Molte le soluzioni naturali per ridurre le emissioni enteriche
A latere di tutto ciò e opportuno ricordare che la lotta di contrasto alle emissioni di metano di origine enterica si può combattere anche naturalmente, quindi senza il ricorso ad integratori, meno che mai se di sintesi e non sperimentati. Molte sono le alternative naturali e sostenibili, alcune in fase di verifica da parte di gruppi di ricerca, altre ancora ben conosciute, che permettono di affrontare questa sfida.
Il pascolo a rotazione, ad esempio, e l’utilizzo di foraggi di alta qualità migliorano la salute del suolo e l’efficienza di digestione delle vacche, riducendo naturalmente le emissioni di metano.
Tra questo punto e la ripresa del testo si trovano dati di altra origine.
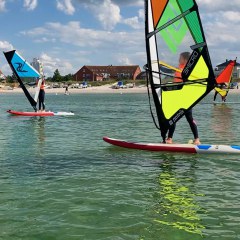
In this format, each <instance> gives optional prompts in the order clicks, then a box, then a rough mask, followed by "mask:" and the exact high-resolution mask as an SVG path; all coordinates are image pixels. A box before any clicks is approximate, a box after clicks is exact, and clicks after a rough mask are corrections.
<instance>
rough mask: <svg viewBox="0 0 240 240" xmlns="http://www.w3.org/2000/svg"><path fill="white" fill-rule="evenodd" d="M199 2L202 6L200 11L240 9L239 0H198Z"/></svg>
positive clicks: (214, 10)
mask: <svg viewBox="0 0 240 240" xmlns="http://www.w3.org/2000/svg"><path fill="white" fill-rule="evenodd" d="M197 4H198V5H199V7H200V12H212V13H216V12H217V11H239V10H240V4H239V0H231V1H226V0H217V1H212V0H198V1H197Z"/></svg>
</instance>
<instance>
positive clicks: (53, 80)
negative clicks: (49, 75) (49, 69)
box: [52, 69, 62, 82]
mask: <svg viewBox="0 0 240 240" xmlns="http://www.w3.org/2000/svg"><path fill="white" fill-rule="evenodd" d="M52 81H53V82H61V81H62V76H61V74H60V72H59V70H58V69H56V70H55V72H54V73H53V77H52Z"/></svg>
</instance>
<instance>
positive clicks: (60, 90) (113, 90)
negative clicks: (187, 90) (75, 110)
mask: <svg viewBox="0 0 240 240" xmlns="http://www.w3.org/2000/svg"><path fill="white" fill-rule="evenodd" d="M28 91H29V92H30V93H32V94H34V92H35V89H34V88H28ZM45 91H46V94H47V93H52V94H64V93H65V88H51V89H45ZM146 92H147V87H146V86H142V87H134V88H126V89H125V88H124V89H112V88H111V85H104V86H99V87H88V88H82V89H78V88H69V93H70V94H81V93H146ZM0 93H22V89H21V88H14V89H13V90H4V89H0Z"/></svg>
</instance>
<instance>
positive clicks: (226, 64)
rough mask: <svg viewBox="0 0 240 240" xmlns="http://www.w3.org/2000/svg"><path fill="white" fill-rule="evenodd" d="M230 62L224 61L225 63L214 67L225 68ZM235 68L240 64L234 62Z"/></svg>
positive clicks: (236, 62) (238, 63) (224, 62)
mask: <svg viewBox="0 0 240 240" xmlns="http://www.w3.org/2000/svg"><path fill="white" fill-rule="evenodd" d="M230 61H231V60H228V59H226V61H225V62H224V63H221V64H218V65H217V66H216V67H226V66H227V65H228V64H229V63H230ZM236 66H237V67H240V63H238V62H236Z"/></svg>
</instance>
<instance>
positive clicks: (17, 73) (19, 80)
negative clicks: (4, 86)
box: [4, 50, 40, 110]
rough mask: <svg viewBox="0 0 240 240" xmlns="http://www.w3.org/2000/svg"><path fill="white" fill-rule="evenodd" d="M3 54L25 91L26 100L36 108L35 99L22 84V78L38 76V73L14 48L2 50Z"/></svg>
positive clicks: (38, 77)
mask: <svg viewBox="0 0 240 240" xmlns="http://www.w3.org/2000/svg"><path fill="white" fill-rule="evenodd" d="M4 55H5V57H6V59H7V61H8V63H9V65H10V67H11V69H12V71H13V73H14V74H15V75H16V77H17V80H18V82H19V84H20V87H21V88H22V90H23V92H24V93H25V95H26V97H27V99H28V101H29V102H30V104H31V105H32V107H33V108H34V110H36V105H37V101H35V100H34V99H33V97H32V96H31V95H30V93H29V92H28V90H27V88H26V87H25V85H24V84H23V81H22V78H39V77H40V74H39V73H38V72H37V70H35V69H34V68H33V67H32V66H31V65H30V64H29V63H28V62H27V61H26V60H25V59H23V58H22V57H21V56H20V55H19V54H18V53H17V52H16V50H12V51H9V52H4Z"/></svg>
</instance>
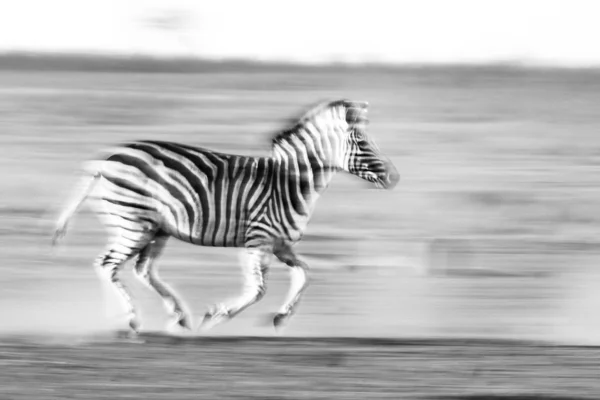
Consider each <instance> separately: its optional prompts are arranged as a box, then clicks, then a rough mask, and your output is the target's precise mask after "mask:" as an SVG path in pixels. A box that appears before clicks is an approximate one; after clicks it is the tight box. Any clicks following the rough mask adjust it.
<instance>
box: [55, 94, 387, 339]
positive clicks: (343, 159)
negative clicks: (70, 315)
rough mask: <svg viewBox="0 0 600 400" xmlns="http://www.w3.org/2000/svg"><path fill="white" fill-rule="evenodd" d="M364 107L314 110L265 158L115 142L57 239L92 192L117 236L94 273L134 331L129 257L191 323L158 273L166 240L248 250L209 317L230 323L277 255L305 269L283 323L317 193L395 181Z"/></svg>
mask: <svg viewBox="0 0 600 400" xmlns="http://www.w3.org/2000/svg"><path fill="white" fill-rule="evenodd" d="M366 109H367V104H366V103H361V102H353V101H348V100H338V101H334V102H328V103H322V104H320V105H318V106H316V107H313V108H311V109H310V110H309V111H308V112H307V113H306V114H305V115H303V116H302V117H301V118H300V119H299V120H297V121H294V123H293V124H292V126H290V128H289V129H287V130H285V131H283V132H281V133H279V134H277V135H276V136H275V137H274V138H273V144H272V149H271V150H272V151H271V154H270V155H269V156H266V157H247V156H243V155H233V154H225V153H219V152H215V151H211V150H208V149H205V148H201V147H193V146H189V145H184V144H180V143H172V142H165V141H149V140H147V141H137V142H132V143H127V144H124V145H121V146H118V147H116V148H115V149H112V151H111V153H110V154H109V155H108V156H107V157H105V158H103V159H102V160H101V161H100V162H97V163H95V164H93V165H94V168H95V169H94V170H93V171H92V175H93V178H92V179H91V180H87V181H85V182H84V183H83V184H82V188H81V189H80V190H79V191H78V192H77V193H76V195H75V198H74V199H73V201H72V202H71V204H70V205H69V207H68V208H67V210H66V211H65V213H64V214H63V216H62V217H61V219H60V220H59V224H58V227H57V236H60V235H62V234H64V231H65V230H66V224H67V221H68V219H69V217H70V216H71V214H73V213H74V212H75V210H76V209H77V207H78V205H79V203H81V202H82V201H83V200H84V199H85V198H86V197H88V196H89V198H90V199H92V200H93V201H94V203H93V204H94V205H93V207H94V210H95V211H96V212H97V213H98V214H99V215H100V216H101V218H102V220H103V221H104V223H105V225H106V226H107V227H108V228H110V229H111V230H112V231H113V234H112V236H111V239H112V240H111V242H110V244H109V247H108V249H107V250H106V252H105V253H104V254H103V255H102V256H100V257H99V259H98V261H97V267H98V269H99V270H100V271H101V272H103V273H104V274H106V275H108V277H109V280H110V281H111V282H112V283H113V285H114V287H115V288H116V289H117V290H118V291H119V293H120V294H121V299H122V300H124V302H125V307H126V309H127V311H128V313H129V314H130V325H131V327H132V328H133V329H136V330H137V326H138V322H137V319H136V317H135V310H134V308H133V305H132V304H131V301H130V297H129V294H128V293H127V290H126V288H125V287H124V286H123V284H122V283H121V282H120V281H119V279H118V277H117V271H118V269H119V267H120V266H121V264H122V263H123V262H125V261H126V260H128V259H130V258H132V257H134V256H137V255H139V257H138V261H137V263H136V272H138V276H139V277H140V279H142V280H143V281H144V282H145V283H146V284H148V285H149V286H150V287H153V288H154V289H155V290H156V291H157V292H158V293H159V294H160V295H161V296H162V297H163V299H164V300H165V302H166V303H167V305H168V306H169V308H170V309H171V311H172V312H173V313H174V314H175V317H176V322H178V323H179V324H180V325H182V326H186V327H187V326H189V320H188V319H187V317H186V315H185V314H186V313H185V312H184V311H183V305H182V302H181V301H180V300H179V299H178V298H177V296H176V295H175V293H174V291H173V290H172V289H170V288H168V286H166V284H164V283H163V282H161V281H160V279H159V278H158V275H157V274H156V272H155V271H154V270H153V269H152V261H153V259H154V258H156V257H157V256H158V255H159V254H160V251H161V250H162V248H163V247H164V244H165V242H166V240H167V238H169V237H175V238H177V239H180V240H182V241H185V242H189V243H192V244H196V245H201V246H216V247H244V248H246V249H247V251H248V254H249V255H250V258H249V260H248V262H247V263H246V264H247V266H246V274H247V283H248V284H247V288H246V289H247V290H246V292H245V294H244V295H242V296H241V297H240V299H238V300H239V301H237V302H236V303H235V304H230V305H224V304H221V305H218V306H215V307H213V310H211V311H209V313H207V315H206V317H205V321H213V322H214V321H216V320H219V319H223V318H225V317H232V316H233V315H235V314H237V313H238V312H240V311H241V310H242V309H244V308H246V307H248V306H249V305H251V304H252V303H254V302H255V301H257V300H258V299H259V298H260V297H261V296H262V294H264V291H265V288H264V285H265V284H264V280H265V279H264V278H265V275H266V271H267V269H268V264H269V262H270V255H271V254H274V255H275V256H277V257H278V258H279V259H280V260H282V261H283V262H285V263H286V264H288V265H289V266H290V267H292V269H293V270H295V271H296V272H298V271H300V270H301V271H302V272H301V275H302V277H301V278H297V280H298V279H299V280H298V282H300V283H301V284H295V285H294V282H292V289H291V290H290V296H289V299H288V301H286V304H284V306H283V307H282V310H280V312H279V313H278V314H277V316H276V318H275V323H276V325H278V324H279V323H280V322H281V321H282V320H283V319H285V318H286V317H288V316H289V315H291V313H292V311H293V308H294V305H295V304H296V303H297V302H298V300H299V298H300V294H301V293H302V292H303V291H304V289H305V288H306V272H305V270H306V268H307V267H306V265H305V264H304V263H303V262H302V261H300V260H299V259H298V257H297V256H296V255H295V254H294V253H293V251H292V250H291V246H292V245H293V244H294V243H295V242H297V241H298V240H300V239H301V237H302V234H303V233H304V231H305V229H306V226H307V224H308V221H309V219H310V216H311V214H312V211H313V210H314V207H315V204H316V201H317V199H318V197H319V194H320V193H322V192H323V191H324V190H325V189H326V188H327V186H328V184H329V182H330V181H331V178H332V177H333V175H334V173H335V172H337V171H340V170H346V171H348V172H350V173H352V174H355V175H357V176H359V177H362V178H363V179H366V180H370V181H373V182H374V183H376V184H377V185H379V186H382V187H388V188H391V187H393V186H394V185H395V184H396V182H397V181H398V175H397V173H396V171H395V169H394V167H393V165H392V164H391V163H389V162H388V161H387V160H386V159H385V158H384V157H383V156H382V155H381V154H380V153H379V150H378V149H377V147H376V146H375V145H374V143H373V142H372V140H371V139H369V138H368V137H367V136H366V130H365V124H366V117H365V115H366ZM92 183H93V184H92ZM296 275H298V274H296ZM296 283H297V282H296ZM294 286H296V287H295V288H294Z"/></svg>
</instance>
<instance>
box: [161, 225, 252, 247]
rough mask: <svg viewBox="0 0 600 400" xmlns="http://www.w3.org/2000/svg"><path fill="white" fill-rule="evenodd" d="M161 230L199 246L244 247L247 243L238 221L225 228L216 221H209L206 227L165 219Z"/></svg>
mask: <svg viewBox="0 0 600 400" xmlns="http://www.w3.org/2000/svg"><path fill="white" fill-rule="evenodd" d="M193 228H195V229H193ZM161 230H163V231H164V232H165V233H167V234H169V235H171V236H173V237H175V238H177V239H179V240H182V241H184V242H186V243H190V244H194V245H198V246H209V247H244V243H245V236H244V233H243V229H241V228H240V227H239V226H238V224H236V223H230V224H229V225H228V226H227V229H225V227H224V226H221V227H216V226H215V224H214V223H209V224H208V226H206V227H203V226H201V225H191V226H190V225H188V226H186V227H181V226H177V224H174V223H173V222H172V221H165V222H163V224H162V226H161Z"/></svg>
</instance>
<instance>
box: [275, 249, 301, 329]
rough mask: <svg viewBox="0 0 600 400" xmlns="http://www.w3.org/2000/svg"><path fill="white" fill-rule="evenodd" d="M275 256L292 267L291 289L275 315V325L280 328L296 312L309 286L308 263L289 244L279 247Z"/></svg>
mask: <svg viewBox="0 0 600 400" xmlns="http://www.w3.org/2000/svg"><path fill="white" fill-rule="evenodd" d="M275 256H276V257H277V258H278V259H279V260H280V261H281V262H283V263H285V264H286V265H287V266H289V267H290V289H289V291H288V294H287V297H286V300H285V302H284V303H283V305H282V306H281V308H280V309H279V311H278V312H277V313H276V314H275V317H273V325H274V326H275V328H279V327H280V326H281V325H282V324H283V323H284V322H286V321H287V320H288V319H289V318H290V317H291V316H292V315H293V314H294V312H295V310H296V307H297V305H298V303H299V302H300V299H301V298H302V294H303V293H304V291H305V290H306V288H307V287H308V269H309V268H308V265H307V264H306V263H305V262H303V261H302V260H300V259H299V258H298V256H296V254H295V253H294V252H293V251H292V249H291V248H290V247H289V246H284V247H282V248H280V249H277V251H276V252H275Z"/></svg>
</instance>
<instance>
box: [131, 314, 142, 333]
mask: <svg viewBox="0 0 600 400" xmlns="http://www.w3.org/2000/svg"><path fill="white" fill-rule="evenodd" d="M141 325H142V324H141V323H140V321H139V320H138V319H137V317H133V318H131V319H130V320H129V328H131V331H130V333H131V334H132V335H137V334H139V333H140V327H141Z"/></svg>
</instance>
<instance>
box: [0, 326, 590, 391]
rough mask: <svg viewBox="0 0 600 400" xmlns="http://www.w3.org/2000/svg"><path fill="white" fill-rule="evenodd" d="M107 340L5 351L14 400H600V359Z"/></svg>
mask: <svg viewBox="0 0 600 400" xmlns="http://www.w3.org/2000/svg"><path fill="white" fill-rule="evenodd" d="M105 339H106V338H105ZM105 339H100V338H96V339H94V340H91V341H86V342H79V343H65V342H63V343H41V342H37V343H36V342H35V341H28V340H23V339H13V340H10V341H8V342H7V341H3V342H2V343H0V366H1V368H2V375H1V376H0V384H1V387H2V389H0V391H1V393H2V394H3V398H10V399H14V400H21V399H57V398H60V399H71V398H72V399H81V398H86V399H107V398H129V399H131V398H139V399H165V398H177V399H182V400H183V399H198V398H200V399H257V400H258V399H260V400H263V399H411V400H417V399H440V400H456V399H471V400H475V399H479V400H484V399H488V400H499V399H504V400H534V399H535V400H542V399H544V400H583V399H588V400H591V399H595V398H597V393H598V391H599V390H600V382H599V381H598V379H597V369H598V367H599V366H600V361H599V360H600V359H599V357H598V356H599V349H598V348H584V347H579V348H577V347H549V346H544V345H539V344H534V345H532V344H524V343H518V342H505V341H491V342H490V341H460V340H438V341H431V340H404V341H397V340H373V339H365V340H360V339H318V340H303V339H288V338H284V339H279V340H273V339H265V338H220V339H219V338H212V339H210V338H202V339H199V340H198V339H193V340H177V341H176V340H171V339H169V338H166V337H161V336H148V337H147V338H146V343H129V342H114V341H109V340H105Z"/></svg>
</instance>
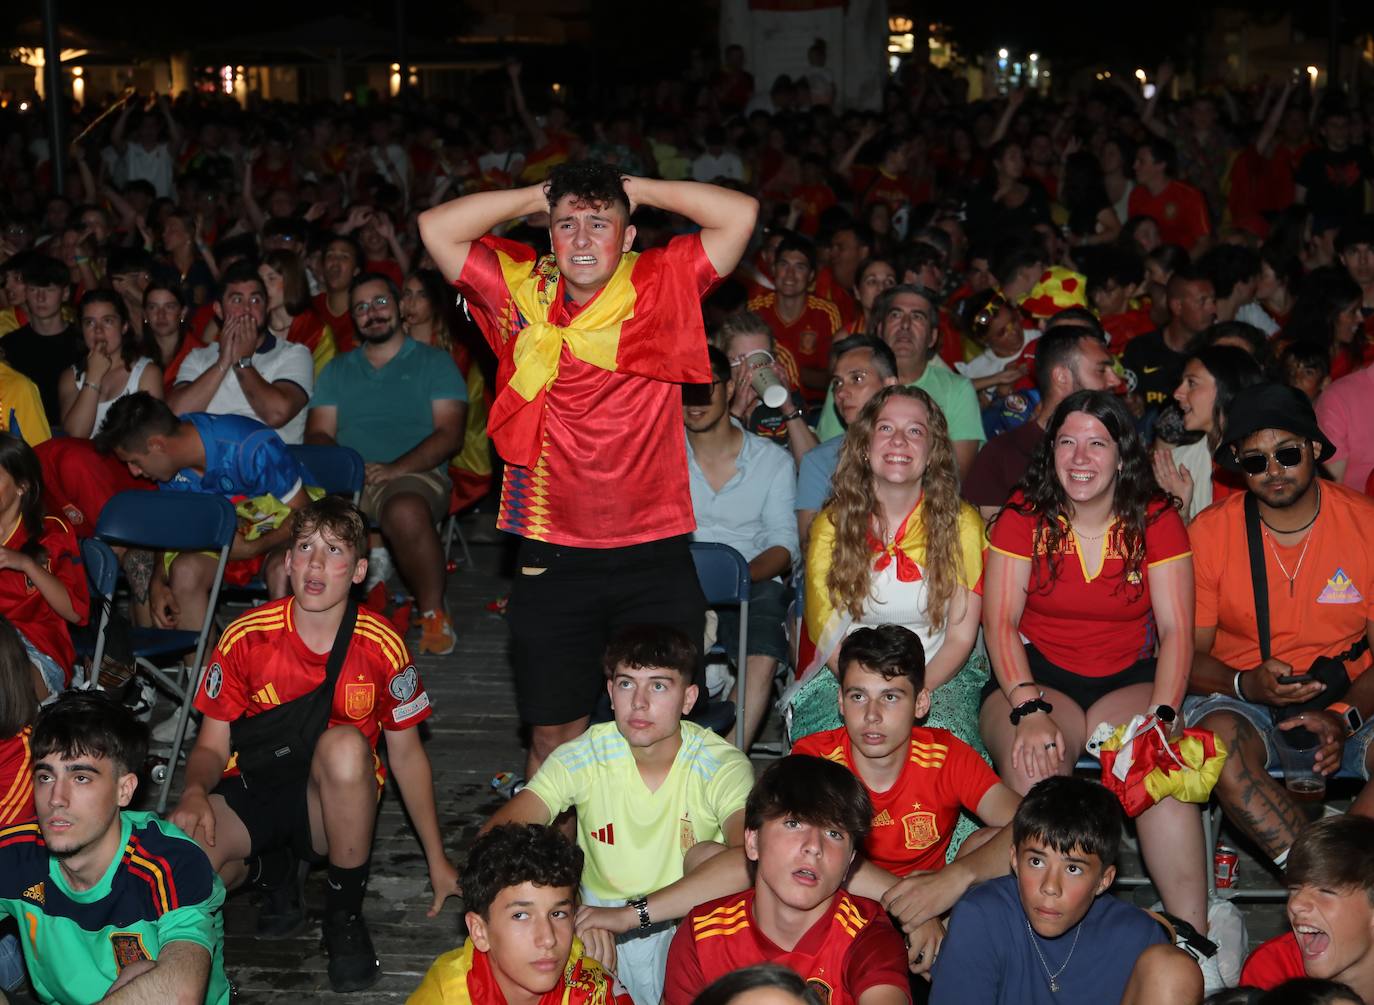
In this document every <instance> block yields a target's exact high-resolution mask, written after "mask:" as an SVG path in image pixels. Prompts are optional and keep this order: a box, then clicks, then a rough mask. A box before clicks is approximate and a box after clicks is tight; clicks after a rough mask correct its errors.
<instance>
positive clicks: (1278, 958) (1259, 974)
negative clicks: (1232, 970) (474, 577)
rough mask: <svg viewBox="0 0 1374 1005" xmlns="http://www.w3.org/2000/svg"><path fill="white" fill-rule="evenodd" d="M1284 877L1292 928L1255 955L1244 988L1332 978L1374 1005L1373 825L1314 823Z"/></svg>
mask: <svg viewBox="0 0 1374 1005" xmlns="http://www.w3.org/2000/svg"><path fill="white" fill-rule="evenodd" d="M1286 876H1287V887H1289V902H1287V916H1289V924H1290V925H1292V927H1293V928H1292V931H1289V932H1285V934H1283V935H1279V936H1275V938H1272V939H1270V940H1268V942H1265V943H1264V945H1261V946H1260V947H1259V949H1257V950H1254V951H1253V953H1252V954H1250V958H1249V960H1246V961H1245V969H1242V971H1241V983H1242V984H1248V986H1250V987H1261V989H1265V990H1268V989H1271V987H1276V986H1278V984H1282V983H1283V982H1285V980H1289V979H1292V978H1303V976H1308V978H1329V979H1331V980H1340V982H1342V983H1345V984H1349V986H1351V987H1352V989H1353V990H1355V991H1356V993H1358V994H1359V995H1360V998H1362V1000H1363V1001H1374V819H1370V818H1369V817H1355V815H1347V817H1327V818H1326V819H1320V821H1318V822H1316V824H1312V825H1311V826H1308V828H1307V829H1305V830H1304V832H1303V833H1301V835H1300V836H1298V839H1297V841H1294V844H1293V850H1292V851H1290V852H1289V859H1287V872H1286Z"/></svg>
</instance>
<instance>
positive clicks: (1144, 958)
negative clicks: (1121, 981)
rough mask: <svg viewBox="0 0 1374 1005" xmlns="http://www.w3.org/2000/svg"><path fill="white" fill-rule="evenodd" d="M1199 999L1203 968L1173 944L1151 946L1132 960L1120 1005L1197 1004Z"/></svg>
mask: <svg viewBox="0 0 1374 1005" xmlns="http://www.w3.org/2000/svg"><path fill="white" fill-rule="evenodd" d="M1201 1001H1202V971H1201V968H1198V965H1197V961H1195V960H1194V958H1193V957H1190V956H1189V954H1187V953H1184V951H1183V950H1182V949H1176V947H1173V946H1167V945H1158V946H1150V947H1149V949H1147V950H1145V951H1143V953H1142V954H1140V958H1139V960H1136V961H1135V967H1134V968H1132V971H1131V980H1129V982H1128V983H1127V986H1125V994H1124V995H1123V997H1121V1002H1123V1005H1128V1004H1129V1005H1146V1002H1149V1004H1150V1005H1197V1004H1198V1002H1201Z"/></svg>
Inoltre, gli adeguamenti delle diete, con incorporazione di specifici grassi o olii, offrono un metodo semplice per ottenere sostanziali riduzioni delle emissioni.
Ma non solo: interessanti studi hanno indicato un’ulteriore approccio alla questione, laddove l’alterazione dell’equilibrio microbico del rumine di una vacca operata con l’uso di probiotici o di enzimi lascia intravedere un approccio sicuro e sostenibile per la riduzione delle emissioni che escluda l’uso di additivi sintetici.